Monday, March 2, 2009

Presentation Reflection

I spent a lot of time choosing the format and content of the presentation, originally I planned to do an activity that I could offer to upper-intermediate students as a demonstration of task-based/role-playing speaking activity. It is called "The people of our neighborhood" and I really like both administering and taking part in it. The storyline goes like this: there are several families in the neighborhood, so the students are split in 3-4-5-6-10 groups with same number of people in each group. Then the roles are distributed: mother, father, son, cousin etc. Each family also has a secret, so the groups receive a sheet describing their mystery. Maybe, one family sold a fake Chinese vase to another, and the third family accidentally killed the dog of the first family, you get the picture. Anyway, the family gets together, reads their secret and decides on one person, who will tell the real secret. The rest come up with cover ups. Then members of different families meet to talk about the secrets, like all fathers get together and all aunts, and all uncles. After everyone had an opportunity to talk to everyone the families reconvene and try to decide what is the secret of other families. Then it moves to an all-class discussion. It is a fun activity to do, and it also gives opportunities to talk about question techniques, answer evasion and other discourse problems.

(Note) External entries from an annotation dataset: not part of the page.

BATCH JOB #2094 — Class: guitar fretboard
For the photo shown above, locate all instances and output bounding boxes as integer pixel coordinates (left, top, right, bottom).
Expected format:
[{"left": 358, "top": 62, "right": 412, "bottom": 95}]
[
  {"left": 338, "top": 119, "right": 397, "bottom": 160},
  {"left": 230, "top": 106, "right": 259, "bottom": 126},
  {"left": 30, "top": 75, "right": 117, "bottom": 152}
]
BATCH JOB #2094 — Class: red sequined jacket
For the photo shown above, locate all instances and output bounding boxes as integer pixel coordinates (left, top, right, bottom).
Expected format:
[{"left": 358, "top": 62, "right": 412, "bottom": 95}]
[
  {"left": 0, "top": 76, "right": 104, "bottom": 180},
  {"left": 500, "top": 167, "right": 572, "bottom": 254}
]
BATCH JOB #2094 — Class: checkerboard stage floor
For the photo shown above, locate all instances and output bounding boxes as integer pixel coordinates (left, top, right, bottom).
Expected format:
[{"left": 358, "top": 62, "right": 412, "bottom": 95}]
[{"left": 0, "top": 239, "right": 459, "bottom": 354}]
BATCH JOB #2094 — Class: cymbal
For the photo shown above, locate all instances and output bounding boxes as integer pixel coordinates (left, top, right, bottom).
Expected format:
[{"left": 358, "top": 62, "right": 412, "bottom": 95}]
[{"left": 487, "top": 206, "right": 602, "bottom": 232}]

And now to something completely different like things that I have actually included in my presentation. After I did some time calculations, I realized that "The people of our neighborhood" are not going to happen, so I decided to do a small warm-up discussion and then do two application activities. I probably should have done some more time calculations, but I always over plan.

For the discussion I chose two questions that seem most controversial to me, fluency vs. accuracy and pronunciation. I was thinking about including feedback instead of pronunciation, since pronunciation is a huge topic, I mean, we spent half a semester on it alone, but then I remembered that we have already talked about feedback, so I went with those two. For the activities I had the teaching scenarios, and for the second activity I was going to split everyone into pairs and have each pair design one activity that would enforce one of Brown's principles. But we didn't have time for that.

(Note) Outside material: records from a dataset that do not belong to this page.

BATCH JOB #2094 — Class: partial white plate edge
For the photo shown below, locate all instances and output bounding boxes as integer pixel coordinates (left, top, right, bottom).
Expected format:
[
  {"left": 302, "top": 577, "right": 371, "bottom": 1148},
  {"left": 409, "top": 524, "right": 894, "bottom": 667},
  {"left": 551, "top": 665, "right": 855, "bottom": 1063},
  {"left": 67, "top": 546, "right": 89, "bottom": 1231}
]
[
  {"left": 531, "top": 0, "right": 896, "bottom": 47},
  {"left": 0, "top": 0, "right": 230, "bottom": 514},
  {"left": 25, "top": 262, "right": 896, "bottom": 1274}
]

Overall, I felt that the presentation went pretty well, although the discussion part took longer than I expected, but I decided not to break it up, since we were having a really valuable conversation about really important topics. The scenario activity also went pretty well and it was, I thought, a nice change from the discussion format.

Teaching speaking is a huge topic and there is no way to touch, even briefly all of its issues, but I hope we got a chance to talk and think about at least some things tonight.

3 comments:

Lillian Chang said...

Hi Mariya, I heard about you immigranted to the states when you're little. If this is correct, I'm curious about your experience. Do you still have the feeling that you faced the difficulty of learning Enlish at the beginning? Or it's not a challenge at all. Thank you.

Mariya said...

Lilian, I think that you have me confused with someone else. I moved to the States three years ago. I did start learning English, when I was three, and then I spent six months in the US when I was 13. But I am definitely a relatively recent immigrant.

And since I practically grew up bilingual I don't remember any major challenges :)

Jayne said...

I think that your discussion went well. I agree it was a helpful learning kind of conversation.
It is important to discuss what we read to get a sense of how we all experience the things that we read about. We can all experience the same thing and draw different conclusions about how we as teachers should respond. We don't all experience the same thing so that makes it even more interesting to converse.